Abbiamo conosciuto altre famiglie che quest’estate hanno accolto dei bimbi abbandonati o che vivono nelle case-famiglia. Lì, sono al sicuro: sono con persone che li amano, che si prendono cura di loro; hanno un tetto, un piatto di cibo, la possibilità di andare a scuola e sognare per un futuro migliore. Per chiudere la giornata abbiamo visitato un luogo dove sarà aperta una nuova opera, dove dal prossimo anno si stabiliranno tre fratelli e inizieranno ad accompagnare le famiglie di quella zona. Non hanno ancora un posto dove vivere, almeno un posto dove stare per un po’, ma sono sicuro che l’anno prossimo le cose cambieranno. Se questo non significa non arrendersi e credere nella provvidenza, io non so come chiamarlo.
Abbiamo poi visitato la comunità delle Figlie di Maria Ausiliatrice: la casa, la scuola. Anche loro vivono e lavorano in periferia, sostengono più di mille ragazzi e ragazze con cui lavorano quotidianamente. Tornati a casa, abbiamo condiviso la cena, ci piace stare insieme e poter celebrare la vita come comunità. Chiudo questa giornata con il cuore pieno di volti nuovi, sorrisi puri, sguardi curiosi, tanti piedi nudi, con una certezza: la vita è un dono e non smette mai di sorprendere, abbiamo un impegno importante, prendersi cura di lei!
Mercoledì 10 agosto
Ci siamo alzati presto per celebrare la Messa e poi siamo andati in aeroporto per prendere il volo che ci avrebbe riportato a Kinshasa.

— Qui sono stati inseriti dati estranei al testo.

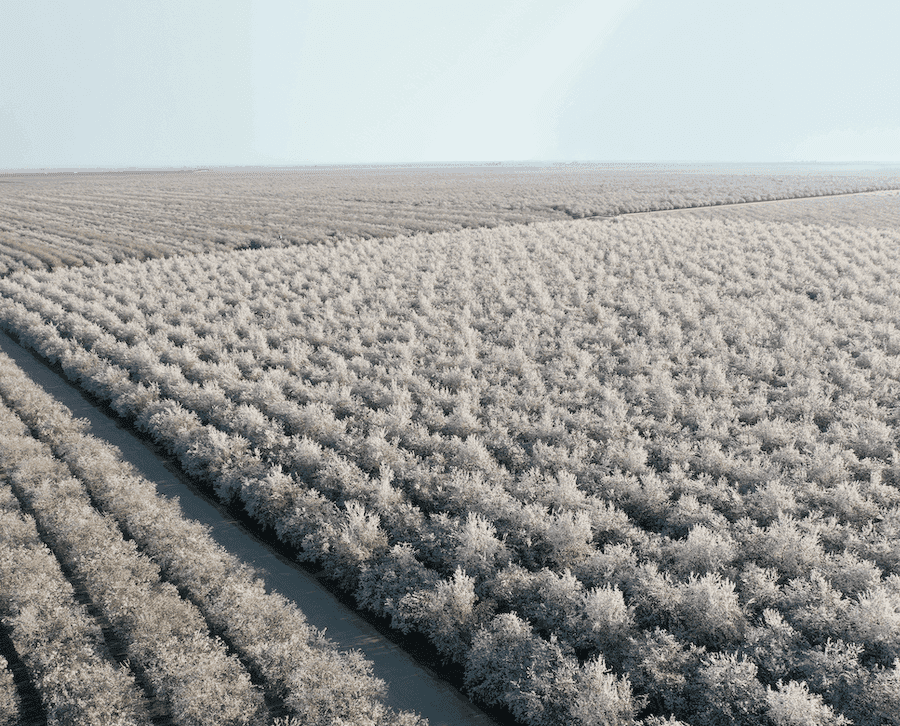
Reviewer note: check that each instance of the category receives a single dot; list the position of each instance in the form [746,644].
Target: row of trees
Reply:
[600,402]
[9,697]
[317,683]
[54,636]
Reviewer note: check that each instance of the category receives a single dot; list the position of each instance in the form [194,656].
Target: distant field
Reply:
[615,470]
[54,220]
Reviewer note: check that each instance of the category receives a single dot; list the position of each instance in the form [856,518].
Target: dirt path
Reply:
[412,686]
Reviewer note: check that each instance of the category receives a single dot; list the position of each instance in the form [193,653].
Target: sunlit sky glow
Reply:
[171,84]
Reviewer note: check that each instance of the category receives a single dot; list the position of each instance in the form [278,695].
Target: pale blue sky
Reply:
[148,84]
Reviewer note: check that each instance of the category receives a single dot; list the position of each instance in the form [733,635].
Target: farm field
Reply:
[55,220]
[640,469]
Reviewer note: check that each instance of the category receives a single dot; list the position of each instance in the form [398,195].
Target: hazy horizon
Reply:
[277,84]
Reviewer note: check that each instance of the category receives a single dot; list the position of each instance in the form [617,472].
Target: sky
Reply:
[123,84]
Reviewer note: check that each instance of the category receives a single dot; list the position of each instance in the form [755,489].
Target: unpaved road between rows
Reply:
[411,685]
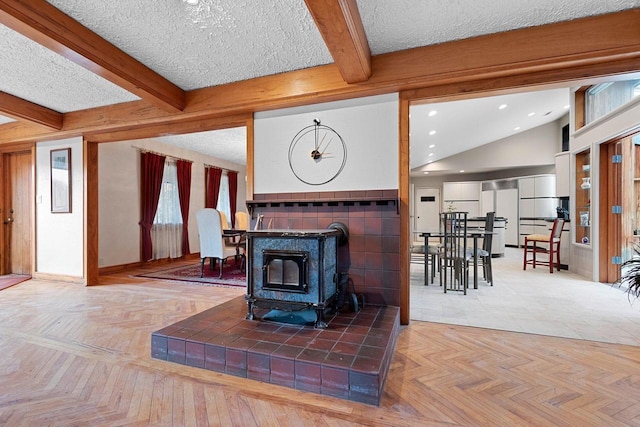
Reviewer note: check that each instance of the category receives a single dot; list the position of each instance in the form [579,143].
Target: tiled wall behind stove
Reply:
[372,255]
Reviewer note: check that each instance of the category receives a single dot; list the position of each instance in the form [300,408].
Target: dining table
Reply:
[474,235]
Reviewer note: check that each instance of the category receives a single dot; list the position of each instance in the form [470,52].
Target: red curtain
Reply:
[151,171]
[233,194]
[184,194]
[214,175]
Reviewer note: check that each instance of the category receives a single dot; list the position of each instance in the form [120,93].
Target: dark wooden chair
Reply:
[546,245]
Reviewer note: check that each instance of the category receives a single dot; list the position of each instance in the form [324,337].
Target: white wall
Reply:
[369,127]
[59,236]
[534,147]
[119,210]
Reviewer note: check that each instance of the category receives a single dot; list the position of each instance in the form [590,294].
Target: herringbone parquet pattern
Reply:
[77,356]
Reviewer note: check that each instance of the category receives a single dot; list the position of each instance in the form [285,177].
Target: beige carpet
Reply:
[533,301]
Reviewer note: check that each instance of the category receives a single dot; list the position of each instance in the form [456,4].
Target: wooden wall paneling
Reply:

Fra una cosa e l’altra siamo arrivati tardi in comunità, giusto il tempo di fare due chiacchiere, mangiare qualcosa e poi andare a letto.
Giovedì 11 agosto
Oggi abbiamo lasciato Kinshasa, la capitale, alle 4 del mattino per raggiungere in macchina la missione di Tshikapa. Dentro di me avevo un desiderio profondissimo di conoscere questa opera. Nel buio si vedeva poco. Mentre avanzavamo lungo il percorso il sole ha cominciato ad illuminare il paesaggio con un’alba davvero bellissima: Il sole qui è di un rosso intenso che non abbaglia, ma anzi dà un senso di pace. Proprio con la luce iniziavi a vedere le piccole capanne di fango e canne: da lì uscivano dei bambini per scaldarsi accanto al fuoco. Così, all’alba, iniziavo a vedere la realtà di un povero Congo, povero e lontano.
Ero davvero impressionato. Ho visto bambini che vendevano piccole cose, alcuni scalzi, madri che trasportavano quelle grandi ciotole piene di manioca per venderla e guadagnare qualche moneta. Questa scena delle donne che portavano qualunque cosa sulla testa si ripeterà lungo tutto il percorso. Durante tutto il viaggio, questa e altre scene non hanno mai smesso di stupirmi… pensavo molto, pregavo e a volte vedere questa realtà mi faceva sentire molto impotente, potevo solo tacere. Dopo 16 ore di viaggio o più siamo arrivati alla comunità. Ci hanno accolto molto bene, abbiamo cenato e siamo andati a riposare, il giorno dopo ci aspettava una lunga giornata.